VATICAN CITY — Claiming a lack of support for open dialogue and for an editorial line run by women, the director and editorial staff of a Vatican women’s magazine have resigned.

But the editor of L’Osservatore Romano, the Vatican newspaper, which publishes the magazine, countered that he has given the staff “the same total autonomy and freedom” that have marked its work since it began.

“There is a return to the clerical self-referentiality and an abandonment of that ‘parrhesia’ (courage) so often asked for by Pope Francis,” said Lucetta Scaraffia, founder and director of “Woman-Church-World,” a monthly supplement to L’Osservatore Romano.

In December, Pope Francis appointed Andrea Monda, an Italian journalist and religion teacher, to be editor of L’Osservatore Romano.

The new management at the newspaper has not shown support for the magazine’s mission and has tried to “weaken” it by launching initiatives that “seem competitive, with the result of pitting women against each other, instead of encouraging open discussion,” Scaraffia wrote in an editorial that was to be published in the supplement’s April 1 issue.

Scaraffia sent Catholic News Service a copy of the editorial March 26 and a copy of an open letter to Pope Francis, explaining their resignation.

Monda’s choice of new writers for L’Osservatore Romano and his suggestion of new writers for the supplement, Scaraffia said, suggests she and the editorial board are no longer seen as trustworthy and has closed the door to any chance of “true, free and courageous dialogue among women who love the church in freedom and with men taking part,” she said in the editorial.

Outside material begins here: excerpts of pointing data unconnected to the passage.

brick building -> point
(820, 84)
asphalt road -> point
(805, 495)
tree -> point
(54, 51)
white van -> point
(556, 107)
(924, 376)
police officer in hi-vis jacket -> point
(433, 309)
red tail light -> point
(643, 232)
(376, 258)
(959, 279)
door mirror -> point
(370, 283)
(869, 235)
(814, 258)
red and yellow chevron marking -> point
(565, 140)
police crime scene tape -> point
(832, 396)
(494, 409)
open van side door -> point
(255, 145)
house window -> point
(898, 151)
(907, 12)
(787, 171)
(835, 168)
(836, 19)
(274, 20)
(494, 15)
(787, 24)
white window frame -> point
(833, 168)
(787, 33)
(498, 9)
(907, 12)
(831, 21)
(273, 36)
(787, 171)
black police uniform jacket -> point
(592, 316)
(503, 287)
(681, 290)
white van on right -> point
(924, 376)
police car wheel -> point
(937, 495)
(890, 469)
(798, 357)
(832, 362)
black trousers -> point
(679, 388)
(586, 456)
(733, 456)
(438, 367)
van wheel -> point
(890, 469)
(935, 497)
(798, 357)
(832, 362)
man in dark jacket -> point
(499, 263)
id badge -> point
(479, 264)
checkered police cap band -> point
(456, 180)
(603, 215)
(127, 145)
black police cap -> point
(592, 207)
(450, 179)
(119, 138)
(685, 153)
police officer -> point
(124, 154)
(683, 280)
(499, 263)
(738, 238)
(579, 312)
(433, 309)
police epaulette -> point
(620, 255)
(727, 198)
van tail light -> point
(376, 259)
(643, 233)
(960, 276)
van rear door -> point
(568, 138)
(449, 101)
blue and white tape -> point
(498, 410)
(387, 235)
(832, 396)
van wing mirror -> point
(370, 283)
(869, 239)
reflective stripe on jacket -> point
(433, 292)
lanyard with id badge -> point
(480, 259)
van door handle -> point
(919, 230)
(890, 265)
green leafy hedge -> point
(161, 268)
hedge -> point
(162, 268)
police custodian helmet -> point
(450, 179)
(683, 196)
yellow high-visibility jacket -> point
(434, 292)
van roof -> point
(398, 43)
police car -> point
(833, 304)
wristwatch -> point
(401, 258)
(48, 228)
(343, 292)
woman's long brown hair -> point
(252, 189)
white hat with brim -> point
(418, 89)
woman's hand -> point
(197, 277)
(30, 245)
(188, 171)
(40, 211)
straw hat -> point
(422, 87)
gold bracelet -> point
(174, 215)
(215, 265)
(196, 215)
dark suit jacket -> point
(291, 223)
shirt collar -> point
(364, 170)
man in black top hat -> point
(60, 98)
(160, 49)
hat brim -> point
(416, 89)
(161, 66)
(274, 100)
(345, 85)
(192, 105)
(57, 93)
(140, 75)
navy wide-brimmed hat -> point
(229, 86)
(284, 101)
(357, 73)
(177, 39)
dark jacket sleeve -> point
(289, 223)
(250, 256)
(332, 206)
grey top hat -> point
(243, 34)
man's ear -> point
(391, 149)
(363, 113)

Responding in a note published by the Vatican press office, Monda said he never tried to weaken the magazine, underlining how its budget had been fully approved and translations guaranteed despite the need to cut costs within the curia.

“My commitment was and remains strengthening the daily edition of the Osservatore Romano, certainly not in terms of competition but of complementarity with the supplement,” he wrote.

“In no way have I selected anyone, man or woman, according to the criterion of obedience. If anything, on the contrary, avoiding any interference with the monthly supplement, I pushed for the daily newspaper to create discussion that was truly free, not built on a dynamic of one side against another” or closed cliques, he wrote.

Monda added the monthly supplement will continue “without clericalism of any kind.”

The publication began as a monthly insert in the Vatican newspaper seven years ago to give attention to women’s voices. When it was relaunched in 2016 as a magazine, Cardinal Pietro Parolin, Vatican secretary of state, said, “If we do not listen attentively to the voice of women in the great decisive moments in the life of the church, we would lose” the crucial contribution of the feminine genius in the church.

Scaraffia said the April 1 issue would be the last for her and the all-female editorial board, in order to “safeguard their dignity.”

The publication, which had the support and encouragement of Popes Benedict XVI and Francis, she said, was founded to be autonomous and run by women.

In her letter to Pope Francis dated March 21, Scaraffia said they were “throwing in the towel because we feel surrounded by a climate of distrust and continuous delegitimization.”

Because of their openness to exploring the world of women in the church and of other faiths, Scaraffia said they were able to cover and explore many new subjects and experiences, including the abuse of women religious.

“Now it seems that a vital initiative has been reduced to silence and returns to the antiquated and arid custom of choosing, from the top, under the direct control of men, women who are deemed trustworthy.”